Re: Fixed length data types issue

From: Martijn van Oosterhout <kleptog(at)svana(dot)org>
To: Gregory Stark <stark(at)enterprisedb(dot)com>
Cc: andrew(at)supernews(dot)com, pgsql-hackers(at)postgresql(dot)org
Subject: Re: Fixed length data types issue
Date: 2006-09-07 12:41:02
Message-ID: 20060907124102.GL10093@svana.org
Views: Raw Message | Whole Thread | Download mbox | Resend email
Thread:
Lists: pgsql-hackers

On Thu, Sep 07, 2006 at 01:27:01PM +0100, Gregory Stark wrote:
> ... If you look again at the columns in my example you'll
> see none of them are appropriate targets for i18n anyways. They're all codes
> and even numbers.

Which begs the question of why they don't store the numbers in numeric
columns? That'll take far less space than any string.

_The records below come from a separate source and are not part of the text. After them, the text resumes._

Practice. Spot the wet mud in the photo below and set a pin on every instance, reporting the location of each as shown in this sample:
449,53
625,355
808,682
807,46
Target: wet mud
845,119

> In other words if you're actually storing localized text then you almost
> certainly will be using a text or varchar and probably won't even have a
> maximum size. The use case for CHAR(n) is when you have fixed length
> statically defined strings that are always the same length. it doesn't make
> sense to store these in UTF8.

It makes sense to store them as numbers, or perhaps an enum.

> Currently Postgres has a limitation that you can only have one encoding per
> database and one locale per cluster. Personally I'm of the opinion that the
> only correct choice for that is "C" and all localization should be handled in
> the client and with pg_strxfrm. Putting the whole database into non-C locales
> guarantees that the columns that should not be localized will have broken
> semantics and there's no way to work around things in the other direction.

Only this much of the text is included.